Growth of adaptive networks in a modified diffusion-limited-aggregation model

Abstract

Adaptive-network growth has been obtained by a diffusion-limited-aggregation model in which particles of the cluster that do not connect active regions (regions in which deposition is occurring) to the seed or origin of the cluster are removed from the cluster. In the computer simulation of this model, the accumulated ‘‘score’’ associated with each of the ${\mathit{N}}_{\mathit{b}}$ particles connecting a deposited particle to the seed is increased by 1/${\mathit{N}}_{\mathit{b}}$ when the particle is added. At the same time, the scores of all particles in the cluster are decreased by an amount 1/${\mathit{N}}_{\mathit{m}}$, which is a parameter of the model.

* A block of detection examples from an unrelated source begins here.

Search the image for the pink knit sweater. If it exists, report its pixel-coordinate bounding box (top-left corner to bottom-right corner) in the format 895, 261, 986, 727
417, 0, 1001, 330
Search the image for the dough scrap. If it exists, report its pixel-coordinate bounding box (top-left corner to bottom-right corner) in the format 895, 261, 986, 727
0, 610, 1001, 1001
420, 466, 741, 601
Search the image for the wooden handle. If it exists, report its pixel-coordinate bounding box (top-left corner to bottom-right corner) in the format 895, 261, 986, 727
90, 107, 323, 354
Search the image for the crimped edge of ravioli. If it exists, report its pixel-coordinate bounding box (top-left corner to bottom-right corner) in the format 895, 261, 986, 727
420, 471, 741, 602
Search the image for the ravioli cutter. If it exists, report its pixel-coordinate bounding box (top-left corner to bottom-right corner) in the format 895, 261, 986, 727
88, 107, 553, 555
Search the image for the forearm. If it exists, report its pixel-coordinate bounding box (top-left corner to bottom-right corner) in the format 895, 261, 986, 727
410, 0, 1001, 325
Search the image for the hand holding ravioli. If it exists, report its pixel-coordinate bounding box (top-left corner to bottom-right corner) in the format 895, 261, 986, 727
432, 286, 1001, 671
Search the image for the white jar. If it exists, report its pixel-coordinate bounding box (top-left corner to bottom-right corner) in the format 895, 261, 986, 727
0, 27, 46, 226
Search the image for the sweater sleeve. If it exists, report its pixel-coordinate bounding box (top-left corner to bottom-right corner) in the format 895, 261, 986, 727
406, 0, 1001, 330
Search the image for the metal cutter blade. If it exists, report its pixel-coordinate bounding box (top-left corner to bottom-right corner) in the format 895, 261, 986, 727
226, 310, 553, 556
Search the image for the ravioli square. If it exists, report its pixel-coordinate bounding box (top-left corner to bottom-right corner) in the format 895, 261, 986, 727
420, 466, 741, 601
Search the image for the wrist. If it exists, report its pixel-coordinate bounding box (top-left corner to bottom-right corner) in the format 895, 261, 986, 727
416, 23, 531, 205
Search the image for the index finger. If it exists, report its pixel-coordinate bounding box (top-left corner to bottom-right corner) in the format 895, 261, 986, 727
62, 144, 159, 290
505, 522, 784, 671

Particles with scores less than zero are then removed from the cluster. This model leads to the formation of clusters that reach a stationary state in which the cluster size s(t) fluctuates about a constant value controlled by the parameter ${\mathit{N}}_{\mathit{m}}$. The number of particles N(r) within a distance r from the seed is given by N(r)∼${\mathit{r}}^{\gamma }$, where the exponent (fractal dimensionality) γ≃1.25. The scaling of the cluster size with ${\mathit{N}}_{\mathit{m}}$ is described by s¯(t)=${\mathit{N}}_{\mathit{m}}^{\nu }$f(t/${\mathit{N}}_{\mathit{m}}^{\nu }$), where t is the time (number of particles that have contacted the cluster). The exponent ν has a value of about 0.75. The score of each surviving particle is a measure μ(r) that also exhibits interesting scaling behavior.